⚘on beş

12.4K 758 88
                                    

yayımlanma tarihi: 28 mart, 2020

🎞patron*taviz yok

Evet, okulum başlamıştı. İlk dersimin de 'Thomas Boyla'a bakmama' adı altında işleneceğini öğrenmiştim. En mantıklısı buydu çünkü etkisi altına girdiğimde, yer gök biliyor ki, beni kontrol edebiliyordu.

Çok da zor bir ders değildi çünkü bizzat kendisi soğuk davranıyordu. Sadece bana değil, herkese karşı. Bunu ilk fark eden Gavin olmuştu. Onunla uğraşmaya devam ediyordu, Thomas ise keyifsizce geçiştiriyordu.

Brant, her ihtimale karşılık Rosalinda'nın bir doktora görünmesini söylemiş ve onunla birlikte geri dönmüştü. Onların peşine takılmayı düşünmüştüm fakat yaydıkları gerginlik benimkinden bile yüksek olduğu için vazgeçmiştim.
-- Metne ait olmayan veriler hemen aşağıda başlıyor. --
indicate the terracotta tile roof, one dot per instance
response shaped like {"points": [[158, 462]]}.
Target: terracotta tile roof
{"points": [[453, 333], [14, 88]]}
Şimdiyse tekli koltukta öylece oturuyordum. Bir süre Carlos'un atıştırmalıkları bitirmesini izleyip bana teşekkür etmesini dinledim. Veronica da kardeşinin gitmesinin verdiği rahatlıkla neredeyse Matthew'un kucağında yatarak yüksek sesle televizyon izliyordu. Televizyondaki saçmalıklar hakkında yorum yapıp Dennis ile birlikte gülüyorlardı. Matthew da... Veronica'yı izliyordu.

"Ölü gibisin." diye homurdandı Gavin. Yanında oturan Leila da ona katılarak başını salladı, diğer tekli koltukta somurtarak oturan Thomas'a baktı. "Bir kız tarafından reddedildin sanki ki bu imkansız."

Thomas ona öyle bir ters bakış attı ki ben olsam kaçmak isterdim ama Gavin şokla doğruldu, gülmekle şaşırmaya devam etmek arasında kaldı. "Hadi be! Kim o koca yürekli?"

Thomas, öfkeden gerilmiş boyun damarlarını patlatmak istercesine konuştu: "Kes sesini."

Matthew'un Veronica'nın kulağına fısıldadığını göz ucuyla gördüm. Veronica anında bana baktı ve sırıtarak baş parmağını kaldırarak bana 'aferin' der gibi yaptı. İkisi de dikkatini televizyona verdi ama kulaklarının burada konuşulanlarda olduğu anlaşılıyordu.

Ne? Ne? Nasıl oluyor da herkes anlıyordu! Şu an kıpkırmızı olmamdandı belki de. Yukarı çıksam çok mu garip ve yanlış anlaşılırdı? Kesinlikle. O yüzden hareketsiz bir şekilde durdum, varlığım fark edilmesin diye.

Gavin yalvarırcasına konuştuğunda Leila rahatsız olmuş gibi kıpırdandı. "Kim olduğunu söyle, Thommy. Gerçekten merak ettim."

Leila atladı: "Boş versene. Körün tekidir."

"Tatlım, sakin ol." dedi, neredeyse gıcığa kaçan bir tavırla. Leila'dan pek haz etmediği ortadaydı ama bir şekilde onunla birlikte gelmişti.

Thomas Boyle da bunu yapıyordu. Kızlara güzel anlar yaşatıyor ama onları dinlemiyordu. Yeri geldiğindeyse ittiriyordu. Ve daha garip tarafı, kızlar bunu bilse de geri durmuyordu. Tamam, o görünüş olarak nadir erkeklerden olabilirdi ama lütfen, huy olarak kesinlikle değildi.

Thomas, Gavin'in tekrar ona baktığını gördü. Dişlerinin arasından konuştu: "İşin mi yok senin?"

"Tam olarak öyle."

Leila, Gavin'i dürttü. Gavin iç çekti ve kendi kendine mırıldandı, kıza döndü. Sanırım onu buraya kendisinin getirdiğini, ilgilenmek zorunda olduğunu hatırladı.

Ona onaylamayan bir bakış atsam da üzerinde durmadım. Eminim ki Dennis, Brant, Carlos, Zach dedikleri diğer arkadaşları da böyleydi. Muhtemelen Matthew da eskiden bu şekilde davranıyordu. Ne kadar acımasızca olsa da bunu kabul edenler olduğu sürece yargılayamazdım.

Gece yaklaştığında ortamda çok tatlı sohbetler de döndü. Bunları başlatan Veronica'ydı. Herkesi rahatça boyunduruğu altına alabiliyordu ve onu kız kardeşi gibi görenler de sözüne uymaktan kaçınmıyordu. Kendimi bir o kadar yabancı, bir o kadar da iyi hissediyordum. Böyle bir ortamda hiç bulunmamıştım, sakin bir eğlenceydi.